景気は底を打ったという言葉が空々しく感じられるほど、小売りの状況は先が見えません。
とくにジュエリー、時計、メガネの業界は相当に厳しい状況が続いています。
ある方は、“新幹線の最後尾に乗っているのがこの業界、
先頭車両がトンネルを抜けても、最後尾はまだまだトンネルの中”といっていました。
妙に実感がこもっています。

でも本当は、景気だけではない構造的な課題に手を付けなければ、
トンネルは永遠に抜けられないと思うのですが………。

厳しい状況の中で、わかっていても陥る罠があります。それは新規客づくりの罠です。
既存のお客様がもう買えない。
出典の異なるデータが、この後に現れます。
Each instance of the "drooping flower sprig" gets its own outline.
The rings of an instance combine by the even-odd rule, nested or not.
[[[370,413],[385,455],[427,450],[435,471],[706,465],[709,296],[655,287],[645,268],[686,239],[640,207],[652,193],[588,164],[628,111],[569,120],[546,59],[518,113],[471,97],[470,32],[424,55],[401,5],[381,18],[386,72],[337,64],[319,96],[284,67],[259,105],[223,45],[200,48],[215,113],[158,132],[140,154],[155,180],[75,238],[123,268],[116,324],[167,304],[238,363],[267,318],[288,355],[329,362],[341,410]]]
だから新規客を作ろうとするのは正しい。
でも、新規客づくりに追われてしまい、既存のお客様をおろそかにするということがたびたび起きます。

この時期に新規のお客様を作るのは本当に難しい。
やはり、まず優先すべきはファン客、固定客が店から離れない対策を立てることです。
この基盤が揺らぐと、経営の軸がぐらぐらしてきます。

ところが、ここでまた勘違いが起きます。
ファン客、固定客を大事にすることと、このお客様だけで売り上げを作るということはちょっと別物です。

同じお客様がそう度々買えるわけがありませんよ。
すぐに売り上げにつながることばかりを考えるから、お客様が離れていくのです。
一度離反したお客様を戻すのは至難のことですよ。

大事なのは、買わなくてもいいので、店に来ていただく理由を作ることです。
ファン客、固定客で店ににぎわいを生み出す方法です。
来店してくだされば、自然と商品に目がいきます。

あるお店は、レシート抽選会を始めました。
また、別なお店は誕生日のお祝いDMに再度力を入れ始めました。
修理やお手入れのサービスを強化している店もあります。
コミュニティイベントという販売を目的としないお客様の集まりに取り組んでいる店もあります。

でも、多くの店はこういうことを熱心にやりません。
なぜならば、面倒で手間がかかり、すぐには効果が見えないからです。
でももともと商売は手間がかかるものです。
意味のない手間はムダにしかなりませんが、お客様が喜ぶ手間は価値につながります。

これをやれば、確実にお客様が来てくれるという方法は残念ながらありません。
でも、やらなければ何も変わりませんよ。やらないことが最大のリスクではないでしょうか。